I am building a small device with its own CPU (AVR Mega8) that is supposed to connect to a PC. Assuming that the physical connection and passing of bytes has been accomplished,
There's a lot to be said for client-server architecture and synchronous protocols. Simplicity and robustness, to start. If speed isn't an issue, you might consider a compact, human-readable protocol to help with debugging. I'm thinking along the lines of modem AT commands: a "wakeup" sequence followed by a set/get command, followed by a terminator.

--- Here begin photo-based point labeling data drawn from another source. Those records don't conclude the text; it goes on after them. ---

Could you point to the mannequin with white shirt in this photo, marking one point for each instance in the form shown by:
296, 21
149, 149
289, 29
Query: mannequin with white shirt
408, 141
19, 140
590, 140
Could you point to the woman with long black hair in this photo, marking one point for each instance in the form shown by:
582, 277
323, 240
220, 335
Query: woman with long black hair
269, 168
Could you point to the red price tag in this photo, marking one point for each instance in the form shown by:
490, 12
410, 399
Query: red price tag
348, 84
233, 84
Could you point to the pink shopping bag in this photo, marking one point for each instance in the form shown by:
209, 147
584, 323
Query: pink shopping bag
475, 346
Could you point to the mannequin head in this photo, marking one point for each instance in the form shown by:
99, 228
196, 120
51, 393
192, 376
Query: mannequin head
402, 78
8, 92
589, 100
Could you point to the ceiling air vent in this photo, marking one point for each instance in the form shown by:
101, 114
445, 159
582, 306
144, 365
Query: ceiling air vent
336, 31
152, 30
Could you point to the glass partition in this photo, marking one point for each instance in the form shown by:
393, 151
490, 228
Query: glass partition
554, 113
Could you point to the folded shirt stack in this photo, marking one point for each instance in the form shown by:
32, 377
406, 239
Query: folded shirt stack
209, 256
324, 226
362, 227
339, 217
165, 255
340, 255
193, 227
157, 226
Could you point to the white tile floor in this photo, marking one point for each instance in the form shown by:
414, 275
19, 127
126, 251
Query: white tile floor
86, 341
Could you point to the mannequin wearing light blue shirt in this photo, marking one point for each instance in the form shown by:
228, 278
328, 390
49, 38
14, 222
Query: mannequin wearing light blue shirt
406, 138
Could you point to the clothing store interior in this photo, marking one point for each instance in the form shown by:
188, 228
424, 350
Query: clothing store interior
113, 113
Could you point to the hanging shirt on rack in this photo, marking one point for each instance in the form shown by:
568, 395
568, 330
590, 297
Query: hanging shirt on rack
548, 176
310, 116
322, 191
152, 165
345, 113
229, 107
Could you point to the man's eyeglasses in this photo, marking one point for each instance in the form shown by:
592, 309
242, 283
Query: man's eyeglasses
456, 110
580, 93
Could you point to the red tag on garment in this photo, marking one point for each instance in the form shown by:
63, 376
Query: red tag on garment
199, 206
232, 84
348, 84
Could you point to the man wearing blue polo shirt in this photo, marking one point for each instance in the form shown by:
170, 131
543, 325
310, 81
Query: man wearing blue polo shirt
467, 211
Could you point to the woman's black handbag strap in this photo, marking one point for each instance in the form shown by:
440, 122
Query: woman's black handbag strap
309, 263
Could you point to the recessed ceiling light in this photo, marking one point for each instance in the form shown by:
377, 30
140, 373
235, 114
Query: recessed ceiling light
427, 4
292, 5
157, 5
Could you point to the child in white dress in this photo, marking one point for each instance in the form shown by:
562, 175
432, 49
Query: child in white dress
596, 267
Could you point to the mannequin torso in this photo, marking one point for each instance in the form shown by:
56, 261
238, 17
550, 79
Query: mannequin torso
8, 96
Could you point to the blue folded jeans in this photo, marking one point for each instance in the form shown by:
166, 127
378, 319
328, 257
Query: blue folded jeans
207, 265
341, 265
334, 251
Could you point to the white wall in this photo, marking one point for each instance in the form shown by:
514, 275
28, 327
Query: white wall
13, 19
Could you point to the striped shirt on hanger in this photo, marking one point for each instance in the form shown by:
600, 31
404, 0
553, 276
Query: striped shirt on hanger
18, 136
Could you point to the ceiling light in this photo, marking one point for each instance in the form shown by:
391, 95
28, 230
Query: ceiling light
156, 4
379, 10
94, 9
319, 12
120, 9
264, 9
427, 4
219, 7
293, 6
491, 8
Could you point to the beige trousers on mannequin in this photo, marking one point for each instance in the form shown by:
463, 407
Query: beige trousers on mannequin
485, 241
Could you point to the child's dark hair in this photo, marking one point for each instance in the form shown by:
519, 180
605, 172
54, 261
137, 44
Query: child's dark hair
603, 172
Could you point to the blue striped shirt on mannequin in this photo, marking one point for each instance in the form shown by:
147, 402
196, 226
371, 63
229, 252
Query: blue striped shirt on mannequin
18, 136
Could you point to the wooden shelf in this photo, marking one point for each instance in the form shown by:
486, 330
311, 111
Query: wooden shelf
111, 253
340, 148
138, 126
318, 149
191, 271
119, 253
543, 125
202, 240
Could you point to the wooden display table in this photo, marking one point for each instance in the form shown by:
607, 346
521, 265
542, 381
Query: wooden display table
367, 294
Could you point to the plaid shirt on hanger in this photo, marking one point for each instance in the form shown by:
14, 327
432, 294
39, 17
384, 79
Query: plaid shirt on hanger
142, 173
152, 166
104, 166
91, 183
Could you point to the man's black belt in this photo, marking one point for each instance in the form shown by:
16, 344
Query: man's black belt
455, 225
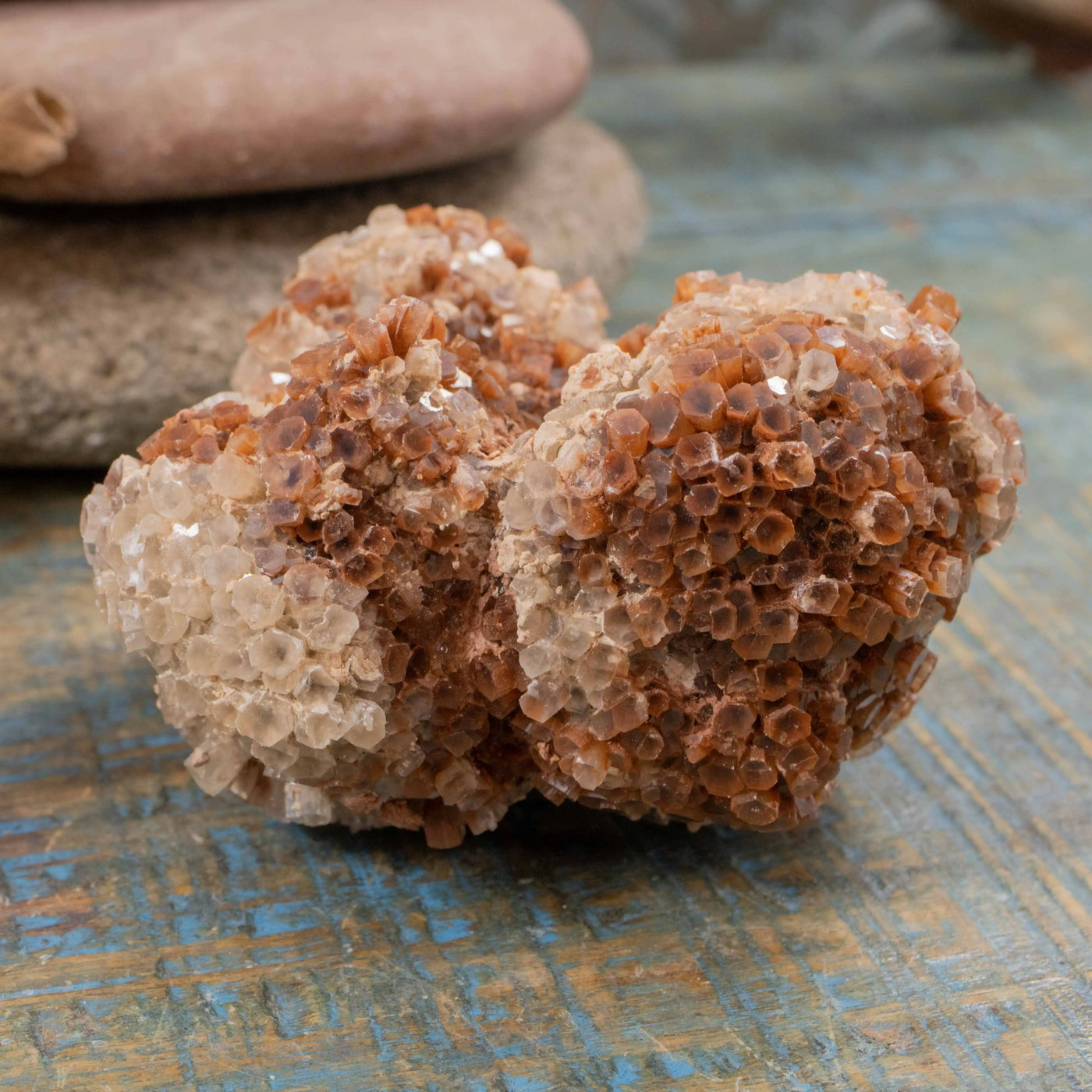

Host --> [V02?] // Request voltage #2
AVR --> [V02=2.34] // Reply with voltage #2
Host --> [V06=3.12] // Set voltage #6
AVR --> [V06=3.15] // Reply with voltage #6
Each side might time out if it doesn't see the closing bracket, and they'd re-synchronize on the next open bracket, which cannot appear within the message itself.
Depending on speed and reliability requirements, you might encode the commands into one or two bytes and add a checksum.
It's always a good idea to reply with the actual voltage, rather than simply echoing the command, as it saves a subsequent read operation.
Also helpful to define error messages, in case you need to debug.
My vote is for the human readable.
But if you go binary, try to put a header byte at the beginning to mark the beginning of a packet. I've always had bad luck with serial protocols getting out of sync. The header byte allows the embedded system to re-sync with the PC. Also, add a checksum at the end.